Lower taxation for companies frees up money for reinvestment within business. The ensuing larger profit margins would also translate to higher shareholder dividends. Increasing profits and higher yields are signals to investors, encouraging them to invest further in business activities. Finance would be more readily available to entrepreneurs, with the knock-on effect of attracting further investment and job creation.

We live in a high-tax country [with] an overall rate of taxation of between 50 and 60 per cent

More investment mean higher profits and increased tax revenues. Lower company tax also assists start-ups and innovation. New jobs mean more income tax revenues.
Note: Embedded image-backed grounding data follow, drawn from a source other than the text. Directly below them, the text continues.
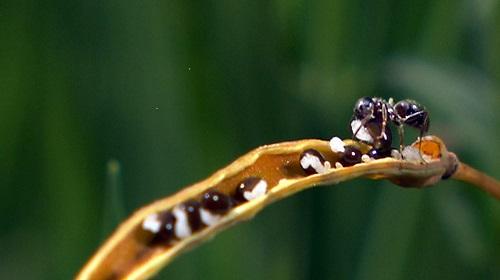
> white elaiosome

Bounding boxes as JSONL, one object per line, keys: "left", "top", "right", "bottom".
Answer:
{"left": 391, "top": 149, "right": 402, "bottom": 160}
{"left": 300, "top": 153, "right": 330, "bottom": 174}
{"left": 334, "top": 162, "right": 344, "bottom": 169}
{"left": 350, "top": 120, "right": 374, "bottom": 143}
{"left": 329, "top": 137, "right": 346, "bottom": 153}
{"left": 200, "top": 208, "right": 220, "bottom": 226}
{"left": 243, "top": 179, "right": 268, "bottom": 201}
{"left": 173, "top": 206, "right": 191, "bottom": 238}
{"left": 401, "top": 146, "right": 431, "bottom": 162}
{"left": 324, "top": 161, "right": 332, "bottom": 169}
{"left": 142, "top": 213, "right": 161, "bottom": 233}
{"left": 361, "top": 154, "right": 371, "bottom": 162}
{"left": 402, "top": 146, "right": 419, "bottom": 161}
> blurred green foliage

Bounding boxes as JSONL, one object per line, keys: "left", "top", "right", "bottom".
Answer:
{"left": 1, "top": 1, "right": 499, "bottom": 279}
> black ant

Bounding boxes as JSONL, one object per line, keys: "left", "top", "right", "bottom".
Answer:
{"left": 351, "top": 97, "right": 430, "bottom": 159}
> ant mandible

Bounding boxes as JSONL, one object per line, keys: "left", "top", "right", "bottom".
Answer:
{"left": 350, "top": 97, "right": 430, "bottom": 158}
Apart from all this, lower company and personal taxation would en­cour­age companies and individuals to be more tax compliant, and this would bring a large portion (maybe even up to 80 per cent) of the underground economy into the light of day and into the tax net.

Lower tax will leave more money in individual taxpayers’ pockets which, of course, would reduce the government burden of assisting many, as not so many will need assistance. Vulnerable sectors of our society will always need to be helped by government.
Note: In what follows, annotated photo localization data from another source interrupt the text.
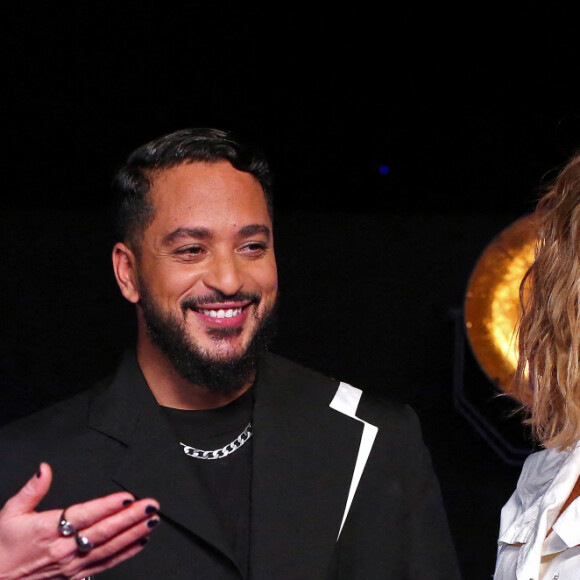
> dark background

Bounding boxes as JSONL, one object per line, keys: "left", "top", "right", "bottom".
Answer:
{"left": 2, "top": 4, "right": 580, "bottom": 578}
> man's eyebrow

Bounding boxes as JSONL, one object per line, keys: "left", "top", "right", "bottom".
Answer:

If personal taxation is lowered, the tax revenues on the same incomes will decrease. But as taxpayers have more disposable income, both consumer spending and savings will increase and this will sustain the economy and make it resilient as well as create jobs with positive spinoffs on indirect tax revenues. Lower personal taxation will also assist employers who suddenly find that their employees have increased their net wages and not at the expense of the business.

Lower tax for residents and non-re­si­dents, domiciled or not, would place Malta beyond criticism internationally and provide an economic model that is sustainable for the long term. The standard rate would need to be set at a level that would protect the efficacy of our double taxation treaty network and not fall foul of international anti-abuse provisions.

Anyone working in financial services in Malta knows that our sector is in the stranglehold of EU and OECD regulation and gasping for air. International companies are looking for good, solid, simple solutions that will not bring them bad press or aggravation with their home tax authorities. They need to find ways and means that allow them to follow their international strategies. It does not get better than a lower standard tax rate that does not discriminate between locals and foreigners.

With trickle-down economics now being totally discredited, a number of EU countries have cut their tax rates in order to stimulate growth and attract investment, and others are following suit.

Assuming that we are now all enthused by the idea of lowering taxation across the board, let us see how we can make this work. We should start by setting ourselves a target such as, for example, that of reducing income (personal) and company tax to a maximum standard rate of 17 per cent.

An alternative option would be that of having a standard company rate of 20 per cent and an SME rate of 15 per cent. This structure could be reflected in personal taxation by having zero, 15 and 20 per cent taxable bands.

We would get from 35 per cent to 17 per cent by reducing both the maximum personal tax rate and the standard company tax rate gradually over a period of seven years to 17 per cent. This means we would need to reduce the rate by 18 percentage points. A sensible way to do this would be to, say, from 2018, reduce the rates, alternately, by four and five percentage points every two years (one year for the rate change and another to stabilise the impact and review the result).

The loss in revenue arising from the falling tax rates would be compensated and very likely exceeded by improved compliance and an expansion of the tax base both in value and quantity. In this way, by 2024 we would have achieved our goal of a 17 per cent maximum standard tax rate and set our country on the course of economic sustainability for this and future generations.

David Marinelli is the CEO of Portman International, a Maltese financial services company.